Question de Mme MARTIN Pauline (Loiret - Les Républicains) publiée le 10/10/2024
Mme Pauline Martin attire l'attention de M. le ministre de l'intérieur sur l'intensification et la recrudescence des vols de matériel agricole dans nos campagnes.
Des bandes parfaitement organisées se rendent coupables de douloureuses actions de pillage et de dégradation de matériels agricoles dans nos territoires ruraux. Ces méfaits peuvent prendre la forme de vol d'engins agricoles, de carburant, de GPS, de câbles ou encore de matériels d'irrigation, ressentis comme des agressions répétées contre nos agriculteurs. Ce matériel, indispensable à l'exercice du métier d'agriculteur, est garant de bonnes conditions de travail. Il représente un important investissement pour les exploitants et leur disparition met en difficulté les exploitations, par ailleurs soumises aux mêmes contraintes que toute autre entreprise. Par exemple, le vol de matériel d'irrigation entraine une perte d'exploitation de quatre semaines.

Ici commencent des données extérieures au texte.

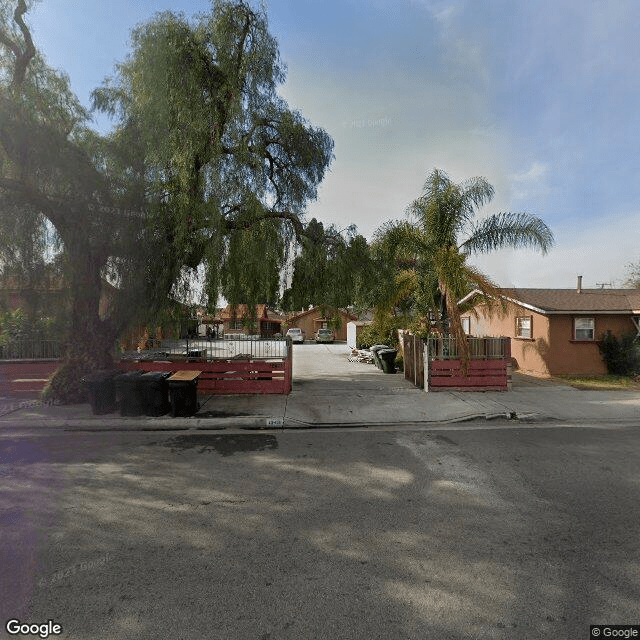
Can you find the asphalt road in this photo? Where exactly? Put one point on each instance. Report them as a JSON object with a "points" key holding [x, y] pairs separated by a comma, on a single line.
{"points": [[466, 532]]}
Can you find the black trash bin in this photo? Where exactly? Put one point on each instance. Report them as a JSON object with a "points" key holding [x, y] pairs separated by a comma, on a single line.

Au sein du département du Loiret dont elle est élue, les vols de GPS et de câbles ont été multipliés par trois sur l'année 2023 et font du Loiret le troisième département le plus impacté par ces actes malveillants, comme rapporté par nos gendarmes qui ont beaucoup de mal à enrayer cette démultiplication de cambriolages agricoles.
Avec une députée du groupe Renaissance, elle a eu l'occasion de rencontrer les victimes de ces agissements, accompagnée de représentants des partenaires sociaux, des services de l'État et des forces de gendarmerie. Outre le préjudice financier écrasant pour des agriculteurs déjà acculés par l'inflation des coûts de production, les prix insuffisants imposés par les industriels agroalimentaires et les distributeurs, les démultiplications de charges et l'abrutissement normatif, ainsi que les indemnisations des catastrophes naturelles bien trop faibles, elle a pu appréhender la lassitude, voire la colère, des agriculteurs hautement éprouvés par ces agissements qui s'ajoutent aux actes de vandalisme par des militants qui bénéficient souvent d'une certaine complaisance des autorités.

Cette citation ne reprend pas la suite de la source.